Lake Iznajar

July 20, 2018 - Priego de Córdoba, Spain

The little town of Iznajar sits on top of a steep hill overlooking the Genil River valley. In the 1960s 200 hectares of land and 150,000 olive trees were submerged to create a reservoir, officially 'opened' by Franco in 1969, to supply drinking water and irrigation to local villages. So Iznajar became an inland town with extensive water views, no doubt greatly increasing its tourist potential. Lake Iznajar, as the reservoir is called, is about 30 km long, and almost immediately beneath the town is the wide sandy stretch of Valdearenas Beach.

I was intrigued by the name of the village, and my research revealed that it was named after the Hins Ashar castle built there by the moors in the 8th century. Between Cordoba and Granada, it is near the  southwest border of the province of Cordoba, and, following hundreds of years of various skirmishes, it was retaken by the Christians in 1431, some 60 years before the fall of Granada.

Today's expedition was to Valdearenas Beach, about half an hour's drive from the villa. We all went, in our various hired cars, and drove right onto the sand, beside the inevitable umbrellas shading two sunlounges each. We paid up and settled ourselves down to sunbake, swim or have a turn in one of the kayaks or boats which were sitting on the edge of the water, ready for hire. I had a swim, nodded over my kindle and took some pretty ordinary photos. Most of the others eventually went up to the restaurant on the edge of the beach for lunch, but I didn't feel like it, so sat and minded our gear. Not that there was much need for that, as there were very few other people on the beach even though the day was sunny - totally cloudless in fact - and warm (about mid-30s). I was surprised that there weren't more people as I had seen pictures of the beach when it was quite crowded, and the lake dotted with various craft such as pedal boats, kayaks and wind surfers- no powered craft allowed.

We stayed for a few hours, enjoying being there together in the lovely scenery. When we were getting ready to leave, about mid-afternoon, the Canadians decided they would like to try out one of the pedal boats. These are quite ingenious as they have a tall slide down which you can hurtle into the water.

David, Sarah and I called into Iznajar on the way home. It is a pretty little town with the usual white houses and colourful flowers growing or hanging in the narrow streets. We made our way up to the 'mirador', an open area with a kind of promenade from which there is an extensive view of the lake. There is a castle and a fort in the town, but we contented ourselves with just taking in the views.

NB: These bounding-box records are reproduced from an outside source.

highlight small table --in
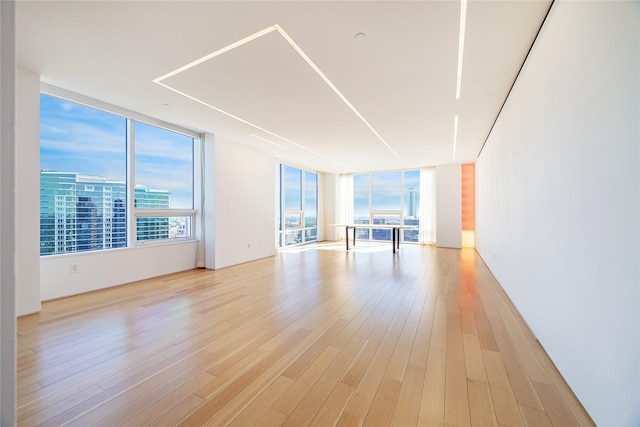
[329,224,418,254]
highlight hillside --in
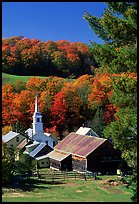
[2,73,46,85]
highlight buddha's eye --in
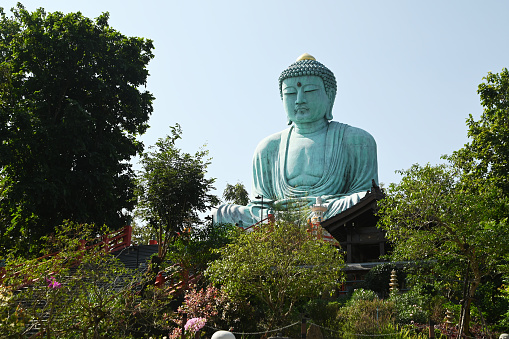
[304,85,320,93]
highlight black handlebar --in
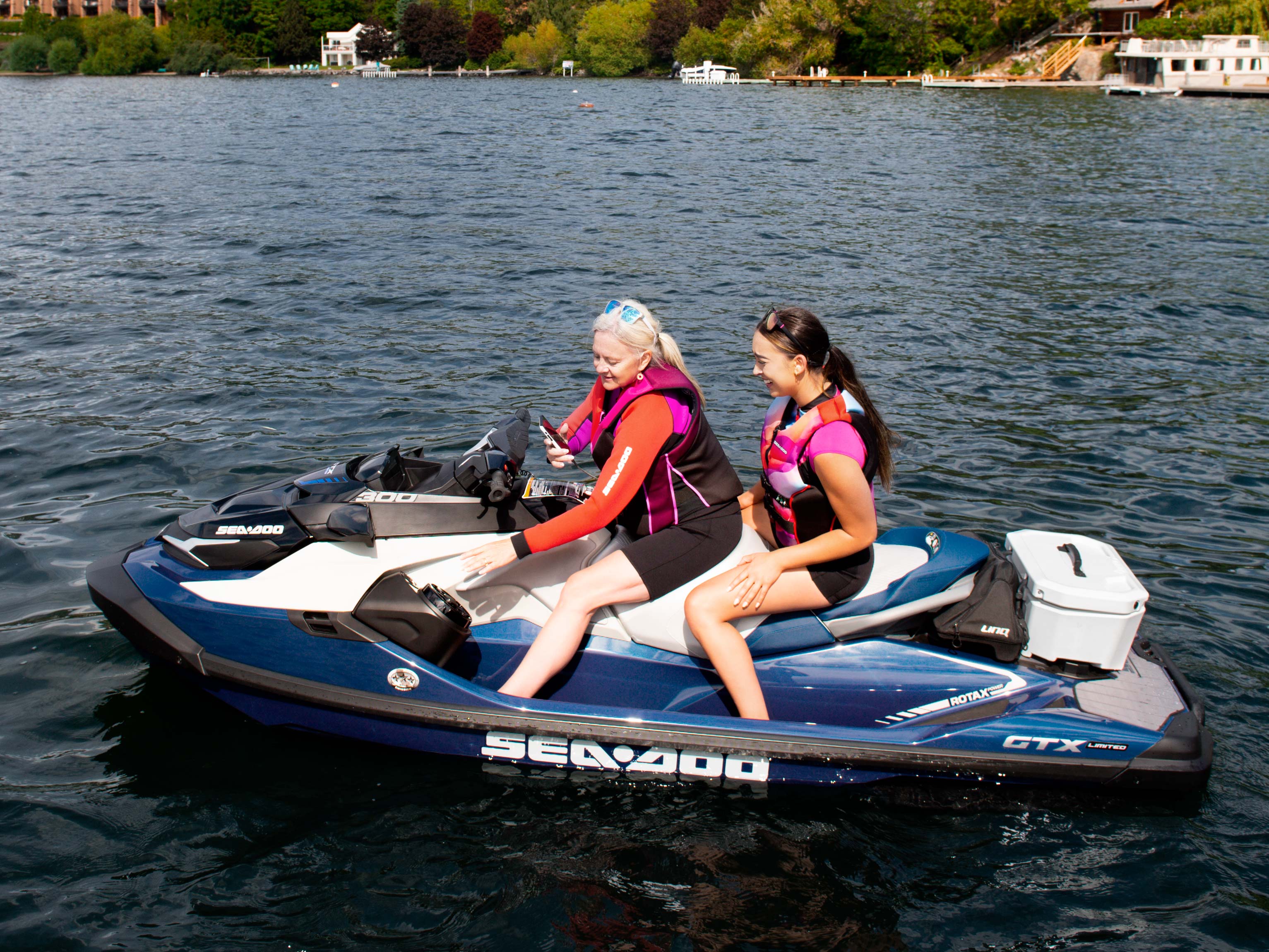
[1057,542,1085,579]
[488,470,512,505]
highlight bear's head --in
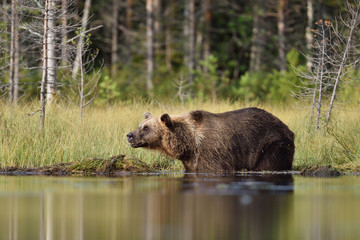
[126,112,173,149]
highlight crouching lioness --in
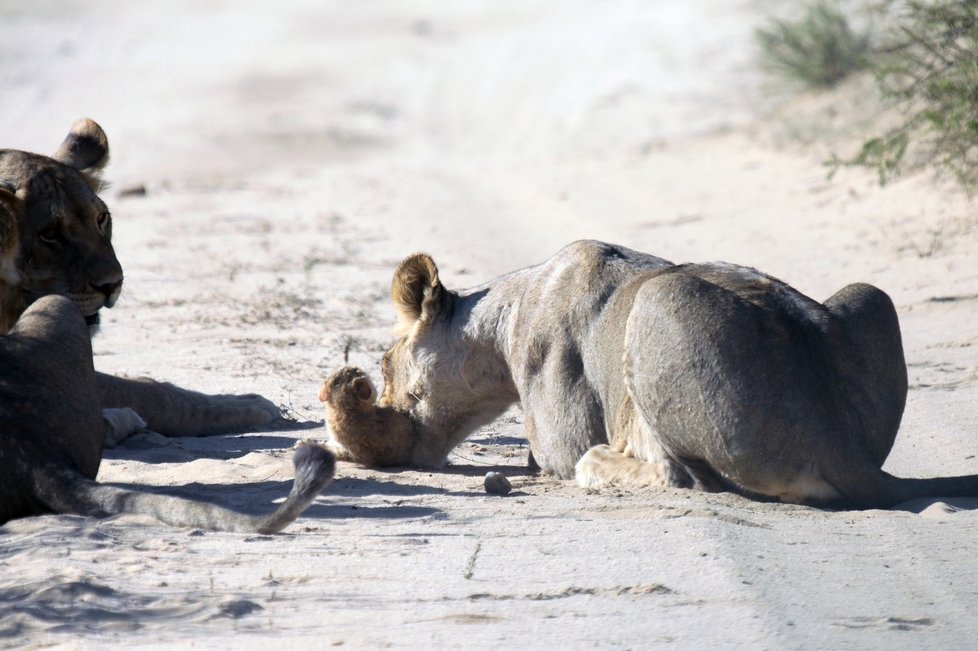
[320,241,978,507]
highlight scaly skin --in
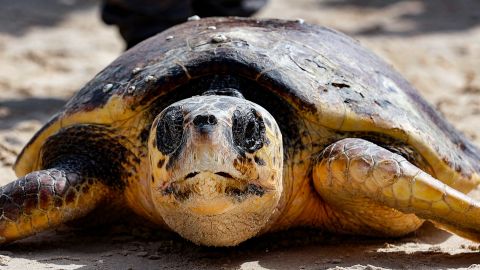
[0,161,110,243]
[313,139,480,241]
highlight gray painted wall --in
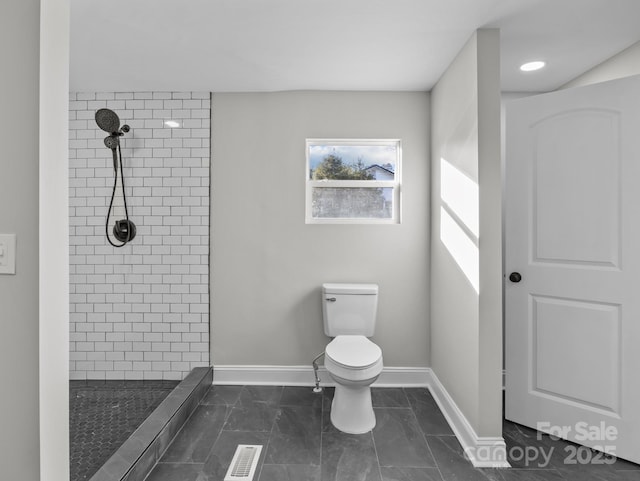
[0,0,40,480]
[431,30,502,436]
[211,92,429,367]
[0,0,69,481]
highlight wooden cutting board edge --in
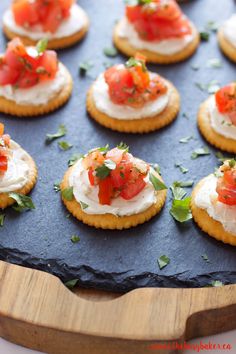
[0,261,236,354]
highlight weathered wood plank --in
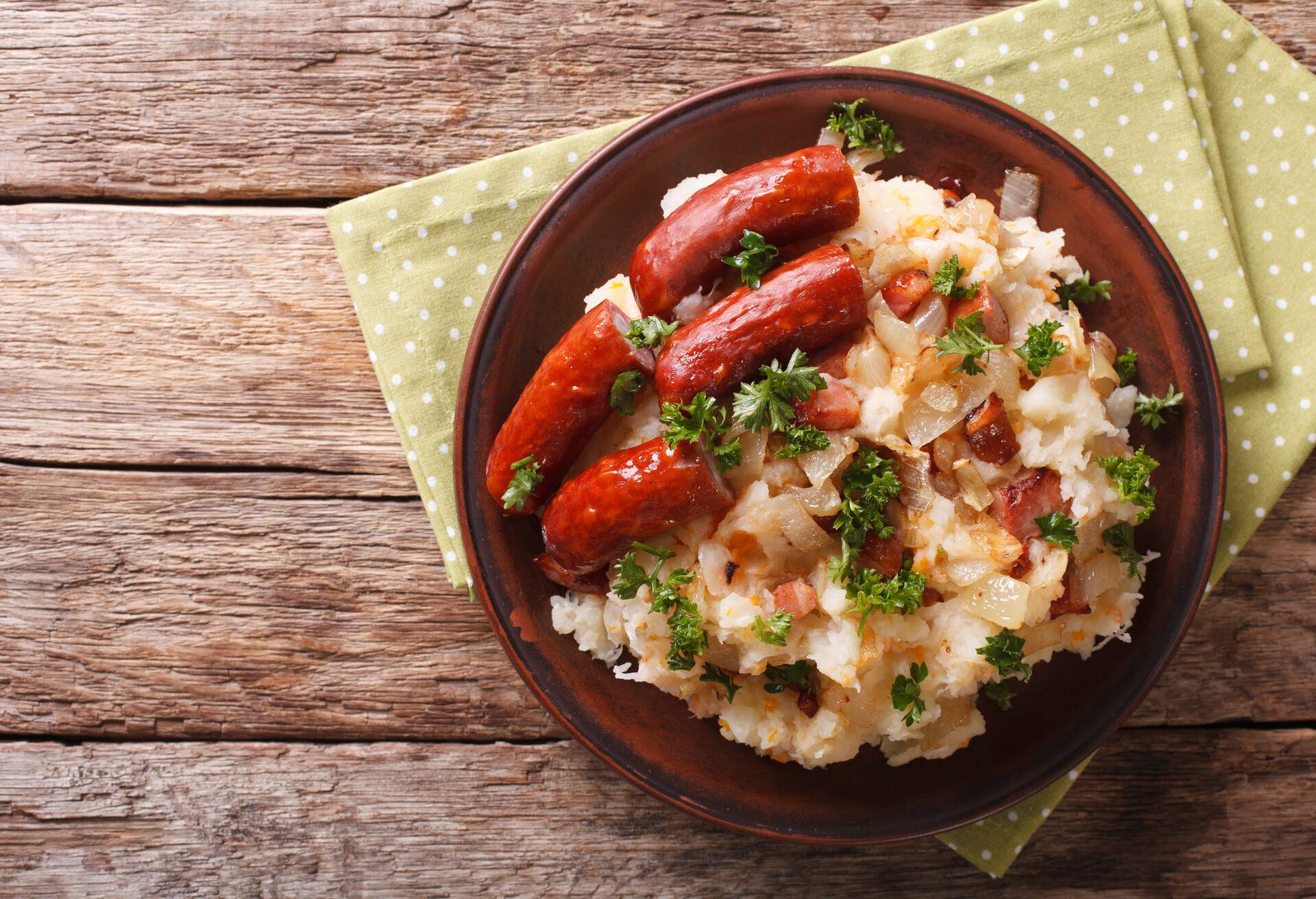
[0,729,1316,899]
[0,201,411,473]
[0,0,1316,199]
[0,463,1316,740]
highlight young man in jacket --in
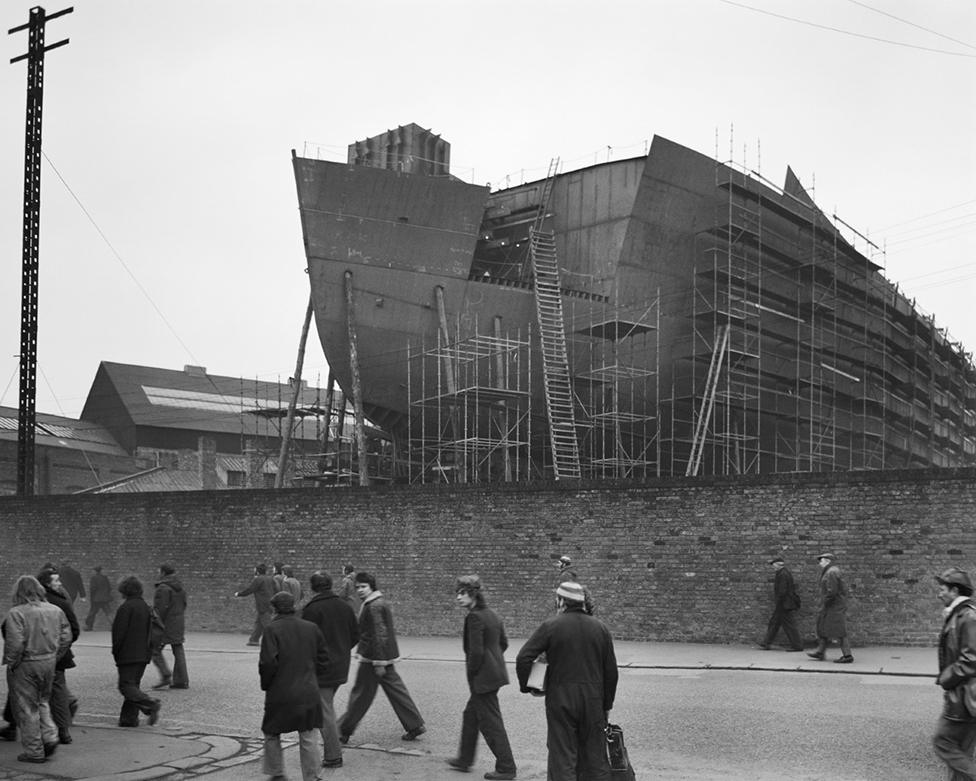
[152,564,190,689]
[759,556,803,651]
[447,575,516,779]
[112,575,161,727]
[515,581,618,781]
[932,567,976,781]
[302,571,359,767]
[3,575,71,763]
[258,591,329,781]
[339,572,427,743]
[37,569,81,744]
[234,564,279,645]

As we were driving into the villa carpark, Sam came out to meet us. Will, Emily and Caroline and families were home by this time, but the place had been deserted when Sam arrived, having hired a car and driven up from Malaga airport. We were very disappointed that Lucy, Alfie and Mabel hadn't been able to make it. Sam was about to go into Las Lagunillas for a few supplies so I said I would accompany him. It was his second visit for the day as the emptiness of the villa had driven him into town for a quiet pint earlier.I don't think he is as fluent in Spanish as Caroline, but he certainly knows enough of the language to make a shoppping expedition with him less hilariously full of misunderstandings than our last few have been.

We got back in time for the usual melee in the courtyard, during which the Canadians returned, having thoroughly enjoyed their boat ride. Finally, the routine of a barbecue under the vine-covered pergola. What a life!